Autre idéologue, planificateur de l’agression russe en Ukraine et promoteur de la « dénazification » : Timofeï Sergueïtsev. Ce proche de Poutine a le sens du paradoxe malfaisant et de l’inversion de la réalité. « Combattre le nazisme », c’est d’abord liquider le président Zelenskiy ( qui est juif) . «La durée de la dénazification ne peut en aucun cas être inférieure à une génération, celle qui va naître, grandir et mûrir dans les conditions de la dénazification », avance-t-il dans un article de RIA Novosti.

« Les criminels de guerre et les nazis actifs doivent être punis de manière exemplaire. Il faut procéder à un nettoyage total, écrit-il dans un texte ( décrit comme le « Mein kampf » de Vladimir Poutine). C’est cette intention d’éradication – l’intention des Russes d’éliminer l’entière nation ukrainienne – qui explique pourquoi le président ukrainien Zelenskiy a dénoncé le « génocide » en cours. Pour Sergueïtsev, la guerre menée par Poutine ne doit pas s’attaquer seulement à l’Ukraine, mais à l’ensemble des valeurs européennes et occidentales. Et il précise : « L’Occident collectif est lui-même le concepteur, la source et le sponsor du nazisme ukrainien.

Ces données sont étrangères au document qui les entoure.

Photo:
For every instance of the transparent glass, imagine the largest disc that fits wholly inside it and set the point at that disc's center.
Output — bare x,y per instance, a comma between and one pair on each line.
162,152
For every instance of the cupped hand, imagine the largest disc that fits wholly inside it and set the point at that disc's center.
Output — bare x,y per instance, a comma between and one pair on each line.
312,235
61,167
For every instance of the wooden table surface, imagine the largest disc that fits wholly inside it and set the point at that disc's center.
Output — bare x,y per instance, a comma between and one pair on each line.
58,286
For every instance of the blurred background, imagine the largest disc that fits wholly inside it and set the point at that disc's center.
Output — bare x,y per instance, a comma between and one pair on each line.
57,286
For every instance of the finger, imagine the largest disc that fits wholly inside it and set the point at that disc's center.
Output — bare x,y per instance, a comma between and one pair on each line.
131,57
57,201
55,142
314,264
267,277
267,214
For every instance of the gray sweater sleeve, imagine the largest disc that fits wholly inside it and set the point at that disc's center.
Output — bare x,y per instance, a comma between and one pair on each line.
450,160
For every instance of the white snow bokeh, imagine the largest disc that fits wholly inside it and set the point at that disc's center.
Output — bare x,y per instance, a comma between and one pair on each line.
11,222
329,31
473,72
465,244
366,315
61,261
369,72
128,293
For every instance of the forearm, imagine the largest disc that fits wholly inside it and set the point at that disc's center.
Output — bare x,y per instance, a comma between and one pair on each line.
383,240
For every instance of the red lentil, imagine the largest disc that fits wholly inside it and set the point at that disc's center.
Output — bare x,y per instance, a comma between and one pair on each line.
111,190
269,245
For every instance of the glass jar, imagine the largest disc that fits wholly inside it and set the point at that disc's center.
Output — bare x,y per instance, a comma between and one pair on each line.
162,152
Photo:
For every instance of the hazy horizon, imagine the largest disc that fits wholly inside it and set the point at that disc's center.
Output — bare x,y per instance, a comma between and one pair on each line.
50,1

L’Occident est responsable d’un effondrement civilisationnel, contre lequel la Russie doit faire rempart ».  

« Il y a un ennemi territorial, un frère ennemi, l’Ukrainien ! Mais plus encore, il y a un ennemi fondamental : l’Occident », renchérit Vladislav Sourkov, le Steve Bannon de Poutine. Cet homme de l’ombre est le plus « raspoutinien » des propagandistes russes et le plus cynique du théâtre « poutinien ». D’origine tchétchène, il a changé son nom pour se présenter comme plus russe que les Russes. Ce dernier théorise l’idée de « démocratie souveraine », censée célébrer l’autoritarisme «soft» du nouveau tsar. L’année 2014 a marqué  » la fin du cheminement épique de la Russie vers l’Occident, la fin des tentatives répétées et invariablement vouées à l’échec de devenir partie de la civilisation occidentale, d’entrer dans la « bonne famille » des nations européennes, soutient Vladislav Sourkov, dans un texte intitulé La solitude du sang-mêlé. La Russie, poursuit-il, est « implantée à l’Est et à l’Ouest, à la fois européenne et asiatique, sans être pleinement asiatique ni tout à fait européenne. Notre appartenance culturelle et géopolitique rappelle l’identité vagabonde d’une personne issue d’un mariage mixte ». Depuis la mi-Avril, le faucon semble ne plus avoir les faveurs du maître du Kremlin. Il figure dans la liste des expurgés du système, comme des centaines d’autres, militaires, espions, entrepreneurs.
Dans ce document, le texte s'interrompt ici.